November 11th, 2012 by Nate Hoffelder · Censorship, at digital reader

Remember back in February when Paypal decided to stop processing payments for Smashwords because SW helped authors sell ebooks which Paypal thought were icky? It took the whole of the internet to show Paypal that their decision was not a popular one.

Unfortunately it looks like Paypal forgot that lesson, because I have a report from one cover artist whose account has been closed by Paypal because she was using the service to be paid for making icky images.

It was on Thursday night I read about Kerry Chin, an artist who goes by the name of Dragon Reine on Deviant Art. She had recently made a book cover for Amelia Gormley, a self-published author with several books in Smashwords, Amazon, and elsewhere.

That book is called Acceleration, a M/M romance.
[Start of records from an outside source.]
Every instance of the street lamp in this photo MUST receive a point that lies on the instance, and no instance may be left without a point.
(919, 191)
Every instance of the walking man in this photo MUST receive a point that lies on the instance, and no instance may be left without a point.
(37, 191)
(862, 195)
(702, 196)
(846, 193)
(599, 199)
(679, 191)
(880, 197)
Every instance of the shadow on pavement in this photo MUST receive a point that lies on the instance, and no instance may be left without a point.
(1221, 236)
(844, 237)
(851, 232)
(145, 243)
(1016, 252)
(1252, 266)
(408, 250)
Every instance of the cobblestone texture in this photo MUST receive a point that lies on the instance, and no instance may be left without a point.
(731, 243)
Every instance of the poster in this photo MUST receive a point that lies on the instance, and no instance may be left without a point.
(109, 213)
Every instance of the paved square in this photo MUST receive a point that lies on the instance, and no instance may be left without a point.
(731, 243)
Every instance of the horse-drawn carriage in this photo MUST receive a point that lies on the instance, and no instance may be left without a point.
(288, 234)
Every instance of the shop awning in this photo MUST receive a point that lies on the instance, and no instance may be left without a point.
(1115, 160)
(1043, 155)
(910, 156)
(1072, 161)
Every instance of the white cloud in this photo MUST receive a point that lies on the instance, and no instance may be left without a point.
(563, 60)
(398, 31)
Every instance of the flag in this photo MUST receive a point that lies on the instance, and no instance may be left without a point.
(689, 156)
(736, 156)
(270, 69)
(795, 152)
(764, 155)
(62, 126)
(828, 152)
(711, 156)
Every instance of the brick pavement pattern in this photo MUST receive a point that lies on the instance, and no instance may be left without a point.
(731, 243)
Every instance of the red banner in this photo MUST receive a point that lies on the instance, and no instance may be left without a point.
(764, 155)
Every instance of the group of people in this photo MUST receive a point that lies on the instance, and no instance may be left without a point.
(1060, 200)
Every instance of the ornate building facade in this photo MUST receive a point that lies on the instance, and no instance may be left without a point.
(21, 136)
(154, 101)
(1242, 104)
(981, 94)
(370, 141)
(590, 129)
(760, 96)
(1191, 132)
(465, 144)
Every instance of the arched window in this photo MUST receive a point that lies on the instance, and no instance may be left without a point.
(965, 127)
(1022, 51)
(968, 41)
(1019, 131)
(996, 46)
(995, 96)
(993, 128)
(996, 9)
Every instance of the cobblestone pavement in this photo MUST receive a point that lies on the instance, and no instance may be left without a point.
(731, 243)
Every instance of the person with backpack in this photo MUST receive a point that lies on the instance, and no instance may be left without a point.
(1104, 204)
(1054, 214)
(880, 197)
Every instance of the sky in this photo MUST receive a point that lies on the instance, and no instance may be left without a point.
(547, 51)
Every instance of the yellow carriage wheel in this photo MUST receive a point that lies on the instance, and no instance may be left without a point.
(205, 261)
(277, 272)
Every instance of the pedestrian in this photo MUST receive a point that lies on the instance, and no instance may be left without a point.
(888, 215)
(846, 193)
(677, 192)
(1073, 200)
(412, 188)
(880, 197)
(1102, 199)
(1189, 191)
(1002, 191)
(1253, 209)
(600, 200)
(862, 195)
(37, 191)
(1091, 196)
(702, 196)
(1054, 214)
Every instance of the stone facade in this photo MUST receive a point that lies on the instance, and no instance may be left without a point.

I have not read the book, but as you can see over on GoodReads, the cover is relatively tame for a romance novel.

But apparently it’s not tame enough for Paypal, because they told Kerry that:

We are hereby notifying you that, after a recent review of your account activity, it has been determined that you are in violation of PayPal’s Acceptable Use Policy regarding your sales / offers of adult commisions of digital art on http://dragonreine.deviantart.com.
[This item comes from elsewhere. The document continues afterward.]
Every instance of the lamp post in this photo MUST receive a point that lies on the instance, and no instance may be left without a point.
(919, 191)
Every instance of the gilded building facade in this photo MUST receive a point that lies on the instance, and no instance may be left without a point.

Kerry’s account has been “limited”, as Paypal put it, but for all intents and purposes it is closed. She cannot withdraw funds nor even check her transaction history.

I’m sure some of my readers will think this is a reasonable action on the part of Paypal, but given the resolution of the Smashwords censorship incident this Spring it really is not.

After having been bludgeoned by half the internet (yours truly included), Paypal revised their policy on book censorship to exclude the text of the books. Paypal was only going to object to specific titles:

First and foremost, we are going to focus this policy only on e-books that contain potentially illegal images, not e-books that are limited to just text. The policy will prohibit use of PayPal for the sale of e-books that contain child pornography, or e-books with text and obscene images of rape, bestiality or incest (as defined by the U.S. legal standard for obscenity: material that appeals to the prurient interest, depicts sexual conduct in a patently offensive way, and lacks serious literary, artistic, political or scientific value).

And that is from Paypal’s own blog, too.

If you look at the cover image again, you will probably agree that Amelia’s book is allowed under Paypal’s new policy. I don’t think I was stretching things by writing that it was a relatively tame image; I have seen more explicit imagery on M/F romance novels.

So what we have here is a book with a cover which the author is allowed to sell under Paypal’s policy while at the same time the author is not allowed to pay the cover artist.

Yes, it is that bizarre.

I have reached out to Paypal for comment, but apparently no one is watching the  Facebook page or reading emails, and Anuj Nayar, the Director of Communications at PayPal, does not read his email on the weekends. More fool him.

TBH, I think we’re looking at a mistake on the part of Paypal. There is a clear contradiction between the previously stated policy and the account closure.

But in the absence of a statement from Paypal I can only assume that this is going to be yet another incident where the Internet is going to have to beat up on Paypal until they back down.

Someone pass me a torch.

Update: Paypal restored Kerry’s account. While I still have not heard anything from Paypal (and she was told the account closure was permanent), it seems that Paypal does have someone watching news blogs on the weekend.